In-situ fabrication of 3D hollow Bi0/OVs-BiOCOOH microspheres with efficient photocatalytic degradation of tetracycline

Herein, we prepared visible light responsive well-dispersed Bi-0/OVs-BiOCOOH hollow microspheres through solvothermal method employing colloid carbon nanospheres (CSs) as sacrificial template and reductant. The characterization results show that CSs play multiple roles in the synthesis of hollow Bi-0/OVs-BiOCOOH micro-spheres, in which the hollow structure may be caused by the redox reaction of CSs and BiO+ during synthesis. The SPR effect of Bi-0 can enrich the photocatalytic performance by promoting the absorption of visible light. Furthermore, a defective energy level can be established by introduction of oxygen vacancies (OVs) on the surface of BiOCOOH, improving photocatalytic capability by accelerating the separation of photogenerated carriers.
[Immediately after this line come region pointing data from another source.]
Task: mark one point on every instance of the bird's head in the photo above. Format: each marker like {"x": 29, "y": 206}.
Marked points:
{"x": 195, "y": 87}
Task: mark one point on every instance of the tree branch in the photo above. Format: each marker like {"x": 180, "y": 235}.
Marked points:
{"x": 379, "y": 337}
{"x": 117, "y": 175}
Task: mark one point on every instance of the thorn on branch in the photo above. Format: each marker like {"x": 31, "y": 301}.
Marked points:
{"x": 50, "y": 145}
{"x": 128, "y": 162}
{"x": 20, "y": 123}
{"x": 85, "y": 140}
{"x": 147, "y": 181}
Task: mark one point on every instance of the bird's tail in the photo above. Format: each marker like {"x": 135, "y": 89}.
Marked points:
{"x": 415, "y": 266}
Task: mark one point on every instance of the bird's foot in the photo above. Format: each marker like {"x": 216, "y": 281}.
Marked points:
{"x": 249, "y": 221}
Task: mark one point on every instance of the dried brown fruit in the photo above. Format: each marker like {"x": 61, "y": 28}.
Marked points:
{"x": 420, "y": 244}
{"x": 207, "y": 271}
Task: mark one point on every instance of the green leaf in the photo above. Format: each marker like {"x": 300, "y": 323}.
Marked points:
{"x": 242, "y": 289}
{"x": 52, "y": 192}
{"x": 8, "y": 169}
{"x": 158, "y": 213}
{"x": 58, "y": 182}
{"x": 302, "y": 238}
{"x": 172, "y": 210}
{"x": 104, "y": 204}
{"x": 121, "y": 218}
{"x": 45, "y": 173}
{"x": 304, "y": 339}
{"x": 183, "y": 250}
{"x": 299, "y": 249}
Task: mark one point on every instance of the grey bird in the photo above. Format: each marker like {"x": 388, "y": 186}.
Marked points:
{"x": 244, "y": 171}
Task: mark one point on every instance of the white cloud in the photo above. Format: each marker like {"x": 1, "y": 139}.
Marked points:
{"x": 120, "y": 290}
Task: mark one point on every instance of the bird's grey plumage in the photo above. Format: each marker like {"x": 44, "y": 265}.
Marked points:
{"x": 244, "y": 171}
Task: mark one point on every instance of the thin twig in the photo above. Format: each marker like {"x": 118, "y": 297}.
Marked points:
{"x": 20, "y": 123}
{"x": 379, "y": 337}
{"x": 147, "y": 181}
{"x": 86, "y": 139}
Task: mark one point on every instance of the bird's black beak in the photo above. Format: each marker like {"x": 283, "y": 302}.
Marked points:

The degradation performance of Bi-0/OVs-BiOCOOH for decontamination of tetracycline (TC) is 4.86 times than that of BiOCOOH. Based on the observations, the underlying photocatalytic mechanism of Bi-0/OVs-BiOCOOH for photodegradation of TC was elaborated.

Automated summary

In this study, visible light responsive well-dispersed Bi-0/OVs-BiOCOOH hollow microspheres were prepared through a solvothermal method using colloidal carbon nanospheres (CSs) as sacrificial templates and reductants. The CSs played multiple roles in the synthesis of hollow Bi-0/OVs-BiOCOOH microspheres, and the hollow structure may have been caused by the redox reaction between CSs and BiO+ during synthesis. The SPR effect of Bi-0 enhanced the photocatalytic performance by promoting visible light absorption. Additionally, the introduction of oxygen vacancies (OVs) on the surface of BiOCOOH established defective energy levels, improving the photocatalytic capability by accelerating the separation of photogenerated carriers. The degradation performance of Bi-0/OVs-BiOCOOH for decontamination of tetracycline (TC) was 4.86 times that of BiOCOOH. Based on the observations, the photocatalytic mechanism of Bi-0/OVs-BiOCOOH for TC photodegradation was elaborated.